I hope this method helps you in shortening your dataset refresh time if you have any comments or feedback or questions, please don’t hesitate to share it in comments below.
Hi Reza,
Great blogpost, one of the challenges I found with dataflow development is that (as a dev) you still need to download the data to your local .pbix environment before creating a dataset *which is compressed data. You actually see this in Power BI Desktop if you select dataflow as source. (E.g) So a 16 trillion row dataset can be around 7 GB’s. Having multiple fact tables can be time consuming to load initially in your local Power BI Desktop file. Any suggestions or workarounds?
Hi Reza,
Great blogpost! The benefits of a dataflow are really clear! However I see a challenge, in local Power BI Desktop development you then connect to a PBI dataflow (as a data source) if you want to create a new Tabular Model (Power BI dataset). This means that you have to download the data from Azure storage to your local environment. you see this happening every time you connect to a Power BI dataflows object within Power BI Desktop.
What if you have a 50 million/billion fact table? or multiple tables? In order to develop and publish a datamodel you have to download approx 20 GB’s of data to local environment… so in good development practise we should only ‘cap’ large Fact tables in the query editor, and than release the ‘cap’ in the Power BI service.
Any thoughts or suggestions on this topic of local loading of data from ‘dataflows’ to Power BI Desktop?
KR,
Michiel
Hi Michiel
Thanks for your comments.
I answer both of your questions in one 🙂
At the moment getting data from dataflows is only doing it via import. In the future, we MIGHT have the ability to do it using DirectQuery. and If that comes, then it also opens the door for composite models and aggregations.

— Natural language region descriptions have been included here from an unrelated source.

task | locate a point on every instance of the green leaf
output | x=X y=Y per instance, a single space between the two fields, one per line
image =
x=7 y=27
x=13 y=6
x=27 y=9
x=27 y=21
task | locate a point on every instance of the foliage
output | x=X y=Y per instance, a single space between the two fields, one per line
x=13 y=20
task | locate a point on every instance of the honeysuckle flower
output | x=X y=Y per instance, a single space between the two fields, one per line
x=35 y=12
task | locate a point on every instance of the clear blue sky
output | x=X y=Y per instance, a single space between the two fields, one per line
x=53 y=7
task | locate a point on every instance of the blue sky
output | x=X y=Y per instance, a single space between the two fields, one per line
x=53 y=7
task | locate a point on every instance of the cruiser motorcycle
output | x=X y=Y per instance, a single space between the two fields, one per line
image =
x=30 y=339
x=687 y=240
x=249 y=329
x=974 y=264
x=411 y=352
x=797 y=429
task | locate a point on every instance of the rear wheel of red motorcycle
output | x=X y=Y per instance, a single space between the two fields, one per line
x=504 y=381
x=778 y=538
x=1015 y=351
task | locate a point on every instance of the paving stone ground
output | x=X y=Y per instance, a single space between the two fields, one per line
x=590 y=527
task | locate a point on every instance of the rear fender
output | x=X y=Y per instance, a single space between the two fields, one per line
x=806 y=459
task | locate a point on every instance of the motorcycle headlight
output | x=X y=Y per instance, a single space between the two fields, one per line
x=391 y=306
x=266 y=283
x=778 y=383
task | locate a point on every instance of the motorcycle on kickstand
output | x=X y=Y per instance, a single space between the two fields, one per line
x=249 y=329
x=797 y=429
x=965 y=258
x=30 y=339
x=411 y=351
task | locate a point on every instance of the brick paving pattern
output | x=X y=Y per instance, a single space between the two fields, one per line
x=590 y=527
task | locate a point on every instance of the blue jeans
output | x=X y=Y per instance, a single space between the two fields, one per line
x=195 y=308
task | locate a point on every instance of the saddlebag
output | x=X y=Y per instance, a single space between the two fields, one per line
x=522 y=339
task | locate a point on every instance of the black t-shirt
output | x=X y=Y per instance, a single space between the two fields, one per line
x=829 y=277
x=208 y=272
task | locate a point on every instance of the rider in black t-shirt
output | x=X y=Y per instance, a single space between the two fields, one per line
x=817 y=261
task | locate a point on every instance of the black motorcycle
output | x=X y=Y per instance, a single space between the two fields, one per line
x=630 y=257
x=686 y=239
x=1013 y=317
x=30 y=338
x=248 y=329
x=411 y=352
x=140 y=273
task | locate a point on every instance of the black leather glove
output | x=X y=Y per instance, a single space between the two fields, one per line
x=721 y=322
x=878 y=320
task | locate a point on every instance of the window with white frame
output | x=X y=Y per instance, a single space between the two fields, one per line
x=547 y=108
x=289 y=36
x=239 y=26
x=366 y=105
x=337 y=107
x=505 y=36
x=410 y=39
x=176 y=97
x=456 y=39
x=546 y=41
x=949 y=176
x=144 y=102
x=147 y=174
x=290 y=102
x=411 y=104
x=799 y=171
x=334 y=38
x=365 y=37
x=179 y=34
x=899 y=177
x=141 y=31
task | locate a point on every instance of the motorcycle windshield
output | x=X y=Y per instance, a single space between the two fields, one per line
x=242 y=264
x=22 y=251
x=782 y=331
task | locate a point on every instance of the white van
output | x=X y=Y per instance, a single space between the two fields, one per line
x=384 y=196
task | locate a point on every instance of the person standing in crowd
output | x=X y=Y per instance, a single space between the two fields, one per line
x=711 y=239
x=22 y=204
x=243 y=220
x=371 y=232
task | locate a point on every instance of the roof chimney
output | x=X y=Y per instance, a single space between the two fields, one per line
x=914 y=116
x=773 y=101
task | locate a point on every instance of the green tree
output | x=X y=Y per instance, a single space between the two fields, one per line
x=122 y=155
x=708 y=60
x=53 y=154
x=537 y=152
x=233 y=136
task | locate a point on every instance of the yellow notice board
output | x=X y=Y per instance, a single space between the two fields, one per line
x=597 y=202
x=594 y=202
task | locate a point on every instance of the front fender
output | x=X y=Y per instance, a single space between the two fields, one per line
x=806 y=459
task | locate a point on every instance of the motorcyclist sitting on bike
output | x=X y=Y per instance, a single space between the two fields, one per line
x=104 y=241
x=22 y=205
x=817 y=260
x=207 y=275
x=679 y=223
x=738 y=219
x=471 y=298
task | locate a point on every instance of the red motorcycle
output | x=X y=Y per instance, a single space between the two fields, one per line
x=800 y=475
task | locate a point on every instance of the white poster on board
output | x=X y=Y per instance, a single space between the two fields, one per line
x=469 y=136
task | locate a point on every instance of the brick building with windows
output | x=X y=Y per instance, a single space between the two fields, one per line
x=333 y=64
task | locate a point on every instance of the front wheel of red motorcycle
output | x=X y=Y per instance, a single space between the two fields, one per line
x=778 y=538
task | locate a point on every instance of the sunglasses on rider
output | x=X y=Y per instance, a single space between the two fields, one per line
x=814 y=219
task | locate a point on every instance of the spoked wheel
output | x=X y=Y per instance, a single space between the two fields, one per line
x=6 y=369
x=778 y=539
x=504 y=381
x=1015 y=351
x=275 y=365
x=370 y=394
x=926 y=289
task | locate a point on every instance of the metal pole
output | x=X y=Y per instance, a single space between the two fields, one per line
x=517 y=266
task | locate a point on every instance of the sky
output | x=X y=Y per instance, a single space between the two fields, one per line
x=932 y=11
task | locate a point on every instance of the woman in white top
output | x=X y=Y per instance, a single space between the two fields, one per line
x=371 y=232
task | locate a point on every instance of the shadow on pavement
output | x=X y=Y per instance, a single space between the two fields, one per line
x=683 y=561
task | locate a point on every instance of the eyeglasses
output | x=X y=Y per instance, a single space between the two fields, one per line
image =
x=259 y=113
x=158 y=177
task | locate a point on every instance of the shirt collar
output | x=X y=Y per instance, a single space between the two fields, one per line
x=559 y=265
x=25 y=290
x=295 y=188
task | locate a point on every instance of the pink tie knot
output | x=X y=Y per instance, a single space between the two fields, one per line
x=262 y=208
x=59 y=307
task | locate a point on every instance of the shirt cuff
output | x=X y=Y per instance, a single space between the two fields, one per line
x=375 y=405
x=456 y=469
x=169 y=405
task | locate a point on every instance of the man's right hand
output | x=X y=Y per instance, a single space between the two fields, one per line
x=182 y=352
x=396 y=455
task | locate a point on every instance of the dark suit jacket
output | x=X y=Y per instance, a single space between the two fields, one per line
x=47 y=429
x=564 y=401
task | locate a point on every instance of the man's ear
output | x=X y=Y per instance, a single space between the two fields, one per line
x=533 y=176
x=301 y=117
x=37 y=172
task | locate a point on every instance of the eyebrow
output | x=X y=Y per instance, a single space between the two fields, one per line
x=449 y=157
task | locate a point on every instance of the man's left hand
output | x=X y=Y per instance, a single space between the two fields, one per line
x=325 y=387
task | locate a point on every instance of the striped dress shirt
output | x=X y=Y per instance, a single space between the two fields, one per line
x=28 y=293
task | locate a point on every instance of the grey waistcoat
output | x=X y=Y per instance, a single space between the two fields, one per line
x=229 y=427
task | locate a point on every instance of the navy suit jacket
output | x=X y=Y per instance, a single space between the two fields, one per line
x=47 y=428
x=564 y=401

In the meantime; It is correct. You have to load the entire data into Power BI to process it. However, moving transformations to dataflow still helps, because you just LOAD the data. Transformations is already done in the dataflow.
If you can use features such as Incremental load which is premium only at the moment, you will be able to do it with not loading the entire data each time.
There are other workarounds as well for incremental load, such as loading data into tables, and disabling the refresh of those tables at, etc. all of these are workarounds of course. Because the size of data is so large in your case that preferably needs dedicated compute to work with.
Cheers
Reza
Hi Reza,
According to my experience in the past two weeks trying dataflow, I think it is not so good for projects which data volume is big. Although we need to load data to Power BI in anyway either with dataflow or others, let’s say on-premise, but dataflow is on cloud while data warehouse server is close to my computer, so it can have significant difference. For example, I have one table in DB2 which has more than 10 million rows. When I load it to PBI directly, it only needs couple of minutes, but when I tried to load same data from dataflow to PBI, I couldn’t make it beforeI lose my patience, because the loading data reached 8G already (I don’t remember how long it look). I couldn’t find a way to optimize this with dataflow. Compare to Qlikview which is our current BI tool, Power Bi likes a nightmare (Qlikview save data to harddisk with its own QVD format, and load above data only needs about 30 seconds).
Hi Achates,
There are two things I like to mention regarding your question:
1. Dataflow is a good example of a cloud-based solution. Your Power BI file at the end of the day is going to be published to the Power BI service I assume? so it would be pretty much the same performance as you get with the data flow. If you are just looking at using it in the Desktop, then I would suggest On-prem replacement of the dataflow, which can be SSIS packages running Power Query as a source and storing it somewhere, in a DW for example.
2. Regarding the performance problem you have in general. You probably need to take some actions and increase the performance by reducing the number of columns that you don’t need, filter out part of the data that is not necessary. If the file size is 8GB, I also highly recommend using either Live Connection or Composite model, which you can speed it up with aggregations. Power BI is like driving a Ferrari car, you have to know some mechanics to get it working fast, and when you know it, I can tell you that there won’t be anything faster than that.
Cheers
Reza
Hi Reza,
You said: If you can use features such as Incremental load which is premium only at the moment, you will be able to do it with not loading the entire data each time.
We have premium capacity, but when I tested incremental refresh in Power BI Desktop with a (premium) dataflow entity, it still loads the same amount of data at every refresh (not just the first one). Of course it filters on the Desktop side the date range I want to keep, but network traffic and refresh times remain high.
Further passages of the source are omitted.